The Non-Consensus View of Things to Come

For many years, I have begun each year with a back-of-the-envelope analysis of the prospects for stocks, bonds, and the economy in the coming year. In this first look, I am only interested in how my views compare to the published consensus estimates. The reason is simple--many studies have shown that the consensus view is almost always wrong. So, in effect, the one place investors can be sure that the financial and economic markets are NOT going is where the current consensus is now pointing. It may sound almost sacrilegious, if not foolish, to use the consensus estimates of the smartest, most respected strategists and economists in the world in this way. My own experience and the aforementioned studies have convinced me, however, that to get the coming year right, so to speak, it is necessary to be sure I am not following the most widely accepted view of things. I'll have more to say about this in coming letters, but here's how we at Donaldson Capital Management view the financial prospects for the coming year in comparison to the consensus view of the Bloomberg Survey. Our view was constructed this past Monday in our Investment Policy Committee meeting in discussion among all four of our portfolio managers.
  • Economy: The consensus is for 2.6% GDP growth in 2010. We believe economic growth will be closer to 3%. Thus we are more optimistic about the year-ahead economy than the consensus.
  • Inflation: Consensus for core CPI is 1.3%. We believe the core rate will be closer to 1.5%. That's close enough, however, to say we agree with the consensus that inflation will remain tame.
  • Earnings: The current estimates by analysts is that S&P 500 company earnings will grow by over 20%. Our estimate is similar to the consensus.
  • Interest Rates: Bloomberg economists predict that the 10 year T-bond will yield right at 4.0% by year-end 2010. We believe interest rates on T-bonds will be more in the range of 4.5%.

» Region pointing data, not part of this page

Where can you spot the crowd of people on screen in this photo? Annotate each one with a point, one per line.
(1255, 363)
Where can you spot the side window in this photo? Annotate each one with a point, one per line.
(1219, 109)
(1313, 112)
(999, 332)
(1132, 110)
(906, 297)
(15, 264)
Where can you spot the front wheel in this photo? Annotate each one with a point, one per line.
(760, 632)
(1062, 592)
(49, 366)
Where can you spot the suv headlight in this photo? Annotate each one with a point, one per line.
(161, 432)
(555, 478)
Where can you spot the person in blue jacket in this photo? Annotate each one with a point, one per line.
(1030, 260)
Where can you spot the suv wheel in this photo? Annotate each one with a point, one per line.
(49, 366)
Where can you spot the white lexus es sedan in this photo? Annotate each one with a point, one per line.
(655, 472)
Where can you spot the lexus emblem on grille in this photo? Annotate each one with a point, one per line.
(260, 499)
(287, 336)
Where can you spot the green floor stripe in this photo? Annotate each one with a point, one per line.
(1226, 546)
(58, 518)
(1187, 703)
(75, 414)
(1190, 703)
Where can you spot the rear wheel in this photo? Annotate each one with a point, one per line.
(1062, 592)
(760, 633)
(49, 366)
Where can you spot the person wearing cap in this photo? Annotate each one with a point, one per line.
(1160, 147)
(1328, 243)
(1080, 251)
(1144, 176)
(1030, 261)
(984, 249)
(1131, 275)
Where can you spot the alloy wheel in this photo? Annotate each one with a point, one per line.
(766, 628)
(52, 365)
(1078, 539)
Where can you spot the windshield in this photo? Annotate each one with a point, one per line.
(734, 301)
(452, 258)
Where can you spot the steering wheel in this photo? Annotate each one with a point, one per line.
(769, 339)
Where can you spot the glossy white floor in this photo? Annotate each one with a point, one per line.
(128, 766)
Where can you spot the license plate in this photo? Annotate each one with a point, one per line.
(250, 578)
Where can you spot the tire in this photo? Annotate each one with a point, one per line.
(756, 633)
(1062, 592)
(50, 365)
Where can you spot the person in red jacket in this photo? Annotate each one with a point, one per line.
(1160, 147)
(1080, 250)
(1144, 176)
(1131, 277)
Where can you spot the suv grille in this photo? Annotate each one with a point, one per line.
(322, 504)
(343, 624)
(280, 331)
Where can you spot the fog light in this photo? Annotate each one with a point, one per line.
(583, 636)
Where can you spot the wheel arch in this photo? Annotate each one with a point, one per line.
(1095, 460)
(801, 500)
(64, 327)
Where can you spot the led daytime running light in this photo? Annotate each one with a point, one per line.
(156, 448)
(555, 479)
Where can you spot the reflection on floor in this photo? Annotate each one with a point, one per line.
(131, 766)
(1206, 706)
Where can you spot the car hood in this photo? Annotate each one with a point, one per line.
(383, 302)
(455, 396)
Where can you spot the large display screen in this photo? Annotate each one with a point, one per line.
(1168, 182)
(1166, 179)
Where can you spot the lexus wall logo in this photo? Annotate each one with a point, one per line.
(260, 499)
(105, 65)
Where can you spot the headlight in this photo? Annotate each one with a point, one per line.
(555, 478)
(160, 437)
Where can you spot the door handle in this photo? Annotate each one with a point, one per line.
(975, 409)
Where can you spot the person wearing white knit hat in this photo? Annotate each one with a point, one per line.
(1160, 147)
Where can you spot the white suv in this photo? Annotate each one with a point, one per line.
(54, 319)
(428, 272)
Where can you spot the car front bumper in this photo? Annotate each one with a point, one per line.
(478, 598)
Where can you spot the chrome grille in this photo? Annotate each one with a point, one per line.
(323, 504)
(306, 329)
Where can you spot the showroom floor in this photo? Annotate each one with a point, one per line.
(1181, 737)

In summary, we agreed with the consensus on core inflation and corporate earnings, and diverge on the strength of the economy and interest rates. In trying to move away even farther from the consensus, we would lean toward higher earnings growth than investors are now forecasting and higher core inflation. If our non-consensus financial view of the coming year were to prove correct, we believe it would have big implications for stocks.

We believe our non-consensus view would result in stocks moving strongly higher during the first six months of the year, on the back of better-than-expected earnings and economic growth. Stocks would then flatten out or retreat modestly as this better-than-expected growth would prompt the Fed to start raising interest rates sooner than Wall Street is now predicting.

In our estimation, if the economy unfolds the way we currently see things, stocks will likely end the year with a low double digit total rate of return. On the heels of the big turnaround for stocks in 2009, we would be very pleased to see another good year for stocks.

Blessings to you all and may you have a happy, safe, and prosperous New Year.